Red Lake China Clay Works, South Brent, Dartmoor National Park

Red Lake China Clay Works, South Brent, Dartmoor National Park

Drive the A30 through Cornwall and you'll see the impressive sky tips of the Cornish Alps or White Alps created by the local china clay works. Walk the moor above Plymouth and you'll look down on the huge china clay works at, among others, Shaugh Lake, Lee Moor and Whitehill Yeo. Smaller, more remote clay works can be found on the National Park's south plateau. The best known is Red Lake China Clay Works.

A lake is a stream or brook. Red Lake is a small stream feeding the River Erme. The clay works gets its name from this lake.

We've positioned Red Lake China Clay Works on Google maps so zoom in on the 'Satellite' setting to see its location.

Whilst it's remote, Red Lake China Clay Works is relatively easily accessible. It's a long walk but the routes you take aren't particularly challenging. The most obvious route is the trackbed of Red Lake Railway. The Two Moors Way follows this. Because the trackbed is solid, you'll often see people mountain biking to Red Lake China Clay Works.

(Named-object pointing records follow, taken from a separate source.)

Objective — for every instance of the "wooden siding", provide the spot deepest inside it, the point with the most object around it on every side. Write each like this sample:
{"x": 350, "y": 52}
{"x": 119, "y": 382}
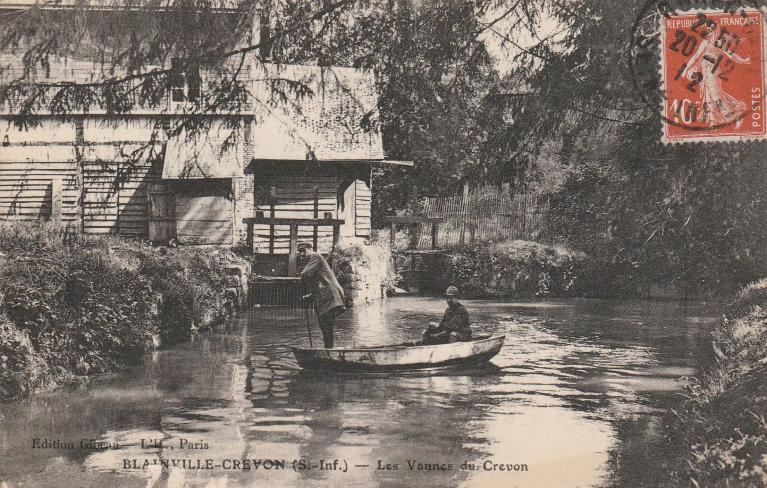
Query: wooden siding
{"x": 204, "y": 212}
{"x": 363, "y": 199}
{"x": 27, "y": 174}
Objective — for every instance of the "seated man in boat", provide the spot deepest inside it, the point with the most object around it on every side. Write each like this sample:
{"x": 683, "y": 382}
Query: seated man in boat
{"x": 327, "y": 294}
{"x": 454, "y": 326}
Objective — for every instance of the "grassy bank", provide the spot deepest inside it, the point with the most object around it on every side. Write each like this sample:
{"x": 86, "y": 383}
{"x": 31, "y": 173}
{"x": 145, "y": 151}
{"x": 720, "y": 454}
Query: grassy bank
{"x": 720, "y": 432}
{"x": 504, "y": 269}
{"x": 76, "y": 305}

Other routes to Red Lake China Clay Works include what the Ordnance Survey Explorer OL28 'Dartmoor' map calls the Abbot's Way. It's a great walk from Shipley Bridge. You can also walk in from Ryder's Hill via Huntingdon Warren and the Heap of Sinners although it's boggy. The path marked on the Ordnance Survey Explorer OL28 'Dartmoor' map across Naker's Hill is another option. Again, very boggy. We've also wandered up from Stall Moor Stone Row via Erme Pound.

Note that there are other clay works here. Further down Red Lake Railway is Left Lake China Clay Works. There's also Petre's Pit.

Red Lake was worked between 1913 and 1932. Left Lake was worked in the 1920s and, moving back in time, the nineteenth century. Petre's Pit was also worked in the nineteenth century. There are old peat works in the Red Lake area.